Then $\sf NFU$ proves:

$|V|=|V| \times \mathcal P(|V|)^{N}$

Given that $\times$ is understood as Cardinal mutlitplication, i.e. $S= B \times \mathcal P(S)^A$ is understood as $S, B, \mathcal P(S)^A$ are cardinals and $B \times P(S)^A$ is understood as the cardinality of the Cartesian product of a set whose cardinality is $B$ and a set whose cardinality is $P(S)^A$.

By the way $|V|=B \times \mathcal P(|V|)^A$ where $B$ is the cardinality of any nonempty set, and $A$ is nonempty. Is provable in $\sf NF$.

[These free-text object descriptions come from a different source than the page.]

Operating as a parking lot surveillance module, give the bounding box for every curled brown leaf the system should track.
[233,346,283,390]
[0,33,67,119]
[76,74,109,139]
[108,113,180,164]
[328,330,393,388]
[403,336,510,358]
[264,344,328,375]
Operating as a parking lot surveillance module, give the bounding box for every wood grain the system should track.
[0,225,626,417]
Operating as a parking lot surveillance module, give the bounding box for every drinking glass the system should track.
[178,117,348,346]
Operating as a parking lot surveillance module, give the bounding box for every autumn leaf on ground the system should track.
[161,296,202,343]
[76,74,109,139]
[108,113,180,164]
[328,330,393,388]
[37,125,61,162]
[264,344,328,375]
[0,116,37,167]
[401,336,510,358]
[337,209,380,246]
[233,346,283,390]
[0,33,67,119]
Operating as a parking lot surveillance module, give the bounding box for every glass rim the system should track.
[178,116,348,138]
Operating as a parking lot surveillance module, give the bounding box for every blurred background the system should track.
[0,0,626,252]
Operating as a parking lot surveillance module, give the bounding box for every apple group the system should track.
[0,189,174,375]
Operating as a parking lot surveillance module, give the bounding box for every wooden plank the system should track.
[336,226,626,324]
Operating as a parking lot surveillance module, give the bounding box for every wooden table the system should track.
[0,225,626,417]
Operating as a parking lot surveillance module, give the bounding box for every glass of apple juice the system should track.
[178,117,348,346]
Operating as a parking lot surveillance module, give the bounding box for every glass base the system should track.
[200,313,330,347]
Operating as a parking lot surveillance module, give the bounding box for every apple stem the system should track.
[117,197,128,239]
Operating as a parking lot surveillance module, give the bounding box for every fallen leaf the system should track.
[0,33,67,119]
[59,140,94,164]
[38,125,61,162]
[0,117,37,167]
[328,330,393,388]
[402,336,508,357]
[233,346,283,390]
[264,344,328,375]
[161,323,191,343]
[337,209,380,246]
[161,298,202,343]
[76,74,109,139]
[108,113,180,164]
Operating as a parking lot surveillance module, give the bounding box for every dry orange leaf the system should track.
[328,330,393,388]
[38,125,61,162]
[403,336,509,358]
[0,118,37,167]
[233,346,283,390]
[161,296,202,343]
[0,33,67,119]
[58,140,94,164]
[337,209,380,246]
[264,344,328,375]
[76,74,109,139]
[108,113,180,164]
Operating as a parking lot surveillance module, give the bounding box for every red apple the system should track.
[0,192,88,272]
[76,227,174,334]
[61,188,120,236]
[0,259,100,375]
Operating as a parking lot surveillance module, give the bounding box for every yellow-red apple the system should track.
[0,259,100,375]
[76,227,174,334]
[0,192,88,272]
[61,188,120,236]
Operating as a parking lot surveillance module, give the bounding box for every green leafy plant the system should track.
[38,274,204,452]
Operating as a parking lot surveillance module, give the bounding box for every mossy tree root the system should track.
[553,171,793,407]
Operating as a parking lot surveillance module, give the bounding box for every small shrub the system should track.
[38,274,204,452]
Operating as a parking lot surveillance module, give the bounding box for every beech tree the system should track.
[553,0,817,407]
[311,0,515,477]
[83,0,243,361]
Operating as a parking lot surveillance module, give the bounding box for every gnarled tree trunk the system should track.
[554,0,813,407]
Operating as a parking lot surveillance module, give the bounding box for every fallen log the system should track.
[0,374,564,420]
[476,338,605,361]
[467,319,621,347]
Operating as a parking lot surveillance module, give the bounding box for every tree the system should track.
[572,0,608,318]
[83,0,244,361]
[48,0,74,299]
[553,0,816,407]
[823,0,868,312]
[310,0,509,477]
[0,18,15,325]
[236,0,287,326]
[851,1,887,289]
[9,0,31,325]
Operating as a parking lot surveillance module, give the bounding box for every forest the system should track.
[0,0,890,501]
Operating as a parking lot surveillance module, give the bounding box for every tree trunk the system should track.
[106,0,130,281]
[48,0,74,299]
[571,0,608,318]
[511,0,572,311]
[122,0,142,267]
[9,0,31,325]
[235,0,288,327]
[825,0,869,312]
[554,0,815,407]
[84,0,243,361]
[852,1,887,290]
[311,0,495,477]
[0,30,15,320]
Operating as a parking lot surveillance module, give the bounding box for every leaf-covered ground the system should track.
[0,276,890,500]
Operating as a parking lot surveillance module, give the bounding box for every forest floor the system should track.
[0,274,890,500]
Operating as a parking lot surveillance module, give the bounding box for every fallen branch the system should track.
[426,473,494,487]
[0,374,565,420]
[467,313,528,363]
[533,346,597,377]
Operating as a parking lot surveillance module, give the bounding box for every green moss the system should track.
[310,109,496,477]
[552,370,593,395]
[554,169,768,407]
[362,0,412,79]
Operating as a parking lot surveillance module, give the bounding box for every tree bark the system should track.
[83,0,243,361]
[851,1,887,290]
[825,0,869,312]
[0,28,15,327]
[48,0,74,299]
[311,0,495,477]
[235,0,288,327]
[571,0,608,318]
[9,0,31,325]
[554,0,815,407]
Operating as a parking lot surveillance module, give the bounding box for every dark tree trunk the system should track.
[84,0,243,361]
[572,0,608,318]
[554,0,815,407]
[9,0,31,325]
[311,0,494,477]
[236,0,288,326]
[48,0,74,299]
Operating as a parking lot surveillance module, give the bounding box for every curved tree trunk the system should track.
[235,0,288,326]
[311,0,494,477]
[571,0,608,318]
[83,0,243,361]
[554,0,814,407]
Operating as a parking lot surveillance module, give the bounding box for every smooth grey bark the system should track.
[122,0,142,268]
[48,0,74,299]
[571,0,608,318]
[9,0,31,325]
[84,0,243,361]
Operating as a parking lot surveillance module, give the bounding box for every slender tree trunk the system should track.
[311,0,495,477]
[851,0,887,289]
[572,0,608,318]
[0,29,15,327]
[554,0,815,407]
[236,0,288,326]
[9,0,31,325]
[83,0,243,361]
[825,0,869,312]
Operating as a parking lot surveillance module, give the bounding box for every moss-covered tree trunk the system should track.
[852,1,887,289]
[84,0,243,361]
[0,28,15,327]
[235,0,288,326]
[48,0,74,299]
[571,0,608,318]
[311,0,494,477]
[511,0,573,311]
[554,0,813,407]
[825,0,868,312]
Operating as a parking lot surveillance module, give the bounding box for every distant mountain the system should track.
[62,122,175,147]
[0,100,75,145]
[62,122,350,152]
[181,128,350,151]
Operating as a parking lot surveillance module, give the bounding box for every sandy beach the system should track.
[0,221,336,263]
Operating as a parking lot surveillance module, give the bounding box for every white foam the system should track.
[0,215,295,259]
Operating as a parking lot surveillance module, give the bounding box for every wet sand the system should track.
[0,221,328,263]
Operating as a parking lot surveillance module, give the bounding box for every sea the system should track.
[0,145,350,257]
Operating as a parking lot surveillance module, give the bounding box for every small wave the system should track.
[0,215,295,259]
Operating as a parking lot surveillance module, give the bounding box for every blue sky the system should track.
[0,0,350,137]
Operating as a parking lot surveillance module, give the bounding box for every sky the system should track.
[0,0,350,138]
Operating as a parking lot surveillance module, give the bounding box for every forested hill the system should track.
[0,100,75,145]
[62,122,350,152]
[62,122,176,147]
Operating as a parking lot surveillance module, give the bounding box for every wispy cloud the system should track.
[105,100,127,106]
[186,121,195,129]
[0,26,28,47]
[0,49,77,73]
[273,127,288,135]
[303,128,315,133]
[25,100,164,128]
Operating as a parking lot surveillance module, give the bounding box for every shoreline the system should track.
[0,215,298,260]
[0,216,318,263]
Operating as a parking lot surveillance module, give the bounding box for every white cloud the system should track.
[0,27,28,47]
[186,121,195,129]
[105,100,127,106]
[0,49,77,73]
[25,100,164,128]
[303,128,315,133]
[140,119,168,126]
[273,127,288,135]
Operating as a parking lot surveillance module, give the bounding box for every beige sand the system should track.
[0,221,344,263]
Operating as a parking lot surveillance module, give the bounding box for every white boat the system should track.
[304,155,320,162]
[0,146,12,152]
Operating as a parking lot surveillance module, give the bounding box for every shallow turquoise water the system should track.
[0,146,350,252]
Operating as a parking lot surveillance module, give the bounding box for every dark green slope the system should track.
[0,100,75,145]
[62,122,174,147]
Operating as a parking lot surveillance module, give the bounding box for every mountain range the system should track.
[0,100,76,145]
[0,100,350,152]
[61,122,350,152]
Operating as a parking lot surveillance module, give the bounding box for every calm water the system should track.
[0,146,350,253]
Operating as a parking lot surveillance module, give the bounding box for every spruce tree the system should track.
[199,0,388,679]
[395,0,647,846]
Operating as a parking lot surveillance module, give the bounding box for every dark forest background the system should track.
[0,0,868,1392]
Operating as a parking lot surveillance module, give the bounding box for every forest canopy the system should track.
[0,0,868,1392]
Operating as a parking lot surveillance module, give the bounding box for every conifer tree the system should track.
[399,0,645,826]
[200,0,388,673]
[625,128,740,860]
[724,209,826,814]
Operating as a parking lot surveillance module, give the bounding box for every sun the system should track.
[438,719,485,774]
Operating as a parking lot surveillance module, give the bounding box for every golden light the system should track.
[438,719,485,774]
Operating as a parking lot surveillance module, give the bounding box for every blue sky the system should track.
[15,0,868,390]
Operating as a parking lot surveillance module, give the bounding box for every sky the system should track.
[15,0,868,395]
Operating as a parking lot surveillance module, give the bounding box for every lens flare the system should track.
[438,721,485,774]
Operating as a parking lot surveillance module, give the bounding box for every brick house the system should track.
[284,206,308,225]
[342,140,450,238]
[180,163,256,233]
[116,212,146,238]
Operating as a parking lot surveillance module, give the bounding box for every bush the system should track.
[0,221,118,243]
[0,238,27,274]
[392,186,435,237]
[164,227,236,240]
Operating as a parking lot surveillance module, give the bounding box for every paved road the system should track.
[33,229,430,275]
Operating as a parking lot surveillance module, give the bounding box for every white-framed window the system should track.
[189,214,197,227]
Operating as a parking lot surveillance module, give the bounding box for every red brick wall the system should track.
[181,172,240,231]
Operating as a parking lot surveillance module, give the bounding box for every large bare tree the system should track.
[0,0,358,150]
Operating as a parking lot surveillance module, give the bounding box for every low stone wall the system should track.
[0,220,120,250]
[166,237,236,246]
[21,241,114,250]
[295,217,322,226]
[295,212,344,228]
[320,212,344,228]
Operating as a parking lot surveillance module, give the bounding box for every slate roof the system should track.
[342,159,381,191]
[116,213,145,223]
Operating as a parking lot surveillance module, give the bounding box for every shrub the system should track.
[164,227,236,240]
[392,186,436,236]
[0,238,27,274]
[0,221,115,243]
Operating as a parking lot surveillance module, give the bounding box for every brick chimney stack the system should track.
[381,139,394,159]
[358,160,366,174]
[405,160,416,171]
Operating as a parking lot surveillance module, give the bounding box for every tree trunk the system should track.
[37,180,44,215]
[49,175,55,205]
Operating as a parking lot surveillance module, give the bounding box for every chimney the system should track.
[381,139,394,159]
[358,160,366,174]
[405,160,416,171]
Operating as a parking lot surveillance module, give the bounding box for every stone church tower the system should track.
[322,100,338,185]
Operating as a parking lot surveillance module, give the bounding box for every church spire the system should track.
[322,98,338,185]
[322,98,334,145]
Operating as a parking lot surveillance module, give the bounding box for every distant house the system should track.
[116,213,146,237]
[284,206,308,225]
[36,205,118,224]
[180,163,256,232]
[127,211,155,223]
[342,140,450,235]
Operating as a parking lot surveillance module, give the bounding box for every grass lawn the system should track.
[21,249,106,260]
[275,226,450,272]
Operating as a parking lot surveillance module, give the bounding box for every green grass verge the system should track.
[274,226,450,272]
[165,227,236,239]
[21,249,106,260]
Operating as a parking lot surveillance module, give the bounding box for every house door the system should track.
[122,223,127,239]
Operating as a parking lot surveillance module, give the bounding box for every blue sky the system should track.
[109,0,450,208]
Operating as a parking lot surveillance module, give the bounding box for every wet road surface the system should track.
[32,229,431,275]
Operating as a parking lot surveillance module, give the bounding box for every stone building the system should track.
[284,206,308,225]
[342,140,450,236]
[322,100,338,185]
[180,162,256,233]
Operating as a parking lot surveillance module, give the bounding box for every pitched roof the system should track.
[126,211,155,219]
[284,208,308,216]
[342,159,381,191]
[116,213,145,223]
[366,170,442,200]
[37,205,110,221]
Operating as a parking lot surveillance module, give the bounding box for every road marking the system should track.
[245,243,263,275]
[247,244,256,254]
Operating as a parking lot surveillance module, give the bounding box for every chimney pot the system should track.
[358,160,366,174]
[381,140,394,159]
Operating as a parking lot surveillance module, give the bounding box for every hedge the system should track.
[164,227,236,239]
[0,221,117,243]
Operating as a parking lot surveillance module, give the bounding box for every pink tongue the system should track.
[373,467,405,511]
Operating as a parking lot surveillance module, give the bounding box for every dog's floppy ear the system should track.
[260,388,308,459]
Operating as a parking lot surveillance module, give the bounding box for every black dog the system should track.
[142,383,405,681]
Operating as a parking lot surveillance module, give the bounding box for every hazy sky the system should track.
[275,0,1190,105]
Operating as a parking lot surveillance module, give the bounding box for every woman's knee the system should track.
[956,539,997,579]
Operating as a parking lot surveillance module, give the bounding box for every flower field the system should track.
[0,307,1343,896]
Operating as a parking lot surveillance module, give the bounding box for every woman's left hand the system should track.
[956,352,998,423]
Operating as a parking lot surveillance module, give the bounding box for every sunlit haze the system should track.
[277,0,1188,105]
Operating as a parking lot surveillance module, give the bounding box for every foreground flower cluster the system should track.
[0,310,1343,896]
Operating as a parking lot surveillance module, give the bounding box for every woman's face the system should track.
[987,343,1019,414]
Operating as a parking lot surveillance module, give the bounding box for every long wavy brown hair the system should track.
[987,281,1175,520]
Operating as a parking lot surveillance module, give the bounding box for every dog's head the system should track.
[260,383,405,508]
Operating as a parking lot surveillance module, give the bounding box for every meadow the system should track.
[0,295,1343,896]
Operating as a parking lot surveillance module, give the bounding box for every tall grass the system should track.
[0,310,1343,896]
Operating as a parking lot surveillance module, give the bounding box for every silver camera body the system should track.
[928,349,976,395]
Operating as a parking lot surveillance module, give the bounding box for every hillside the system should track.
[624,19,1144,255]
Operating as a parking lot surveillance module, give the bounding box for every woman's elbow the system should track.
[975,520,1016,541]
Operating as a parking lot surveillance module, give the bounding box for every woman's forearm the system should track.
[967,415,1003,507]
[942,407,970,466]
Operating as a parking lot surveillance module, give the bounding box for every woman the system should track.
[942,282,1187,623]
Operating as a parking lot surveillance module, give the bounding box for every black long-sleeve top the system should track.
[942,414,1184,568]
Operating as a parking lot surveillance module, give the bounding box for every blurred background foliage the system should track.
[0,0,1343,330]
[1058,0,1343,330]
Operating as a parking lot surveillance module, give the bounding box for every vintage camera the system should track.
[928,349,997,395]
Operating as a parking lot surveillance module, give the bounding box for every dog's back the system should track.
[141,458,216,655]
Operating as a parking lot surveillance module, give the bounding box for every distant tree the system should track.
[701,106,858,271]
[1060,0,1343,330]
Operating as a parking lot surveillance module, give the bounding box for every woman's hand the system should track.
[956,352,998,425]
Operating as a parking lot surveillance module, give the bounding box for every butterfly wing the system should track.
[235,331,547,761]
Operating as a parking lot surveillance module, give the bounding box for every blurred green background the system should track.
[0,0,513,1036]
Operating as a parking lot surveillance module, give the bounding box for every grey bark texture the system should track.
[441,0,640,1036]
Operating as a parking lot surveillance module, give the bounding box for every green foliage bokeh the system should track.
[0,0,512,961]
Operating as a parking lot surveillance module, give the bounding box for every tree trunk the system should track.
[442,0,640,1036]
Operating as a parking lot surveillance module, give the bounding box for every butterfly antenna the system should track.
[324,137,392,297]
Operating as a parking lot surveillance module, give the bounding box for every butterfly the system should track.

There is some ambiguity with $P(S)^A$ does it mean $P(S^A)$ or does it mean $(P(S))^A$? If the later then take $A=\emptyset$ and we have a simple solution that is $S=B \times \{\emptyset\}$; if the former then the solution is $S= B \times \{ \emptyset, \{ \emptyset \}\}$ both have a solution in $\sf ZFC$.

Appearantly you want $A$ to be nonempty countable set, and this would be easily solved in $\sf NF,NFU$, just let $S=|V|, B=|V|$.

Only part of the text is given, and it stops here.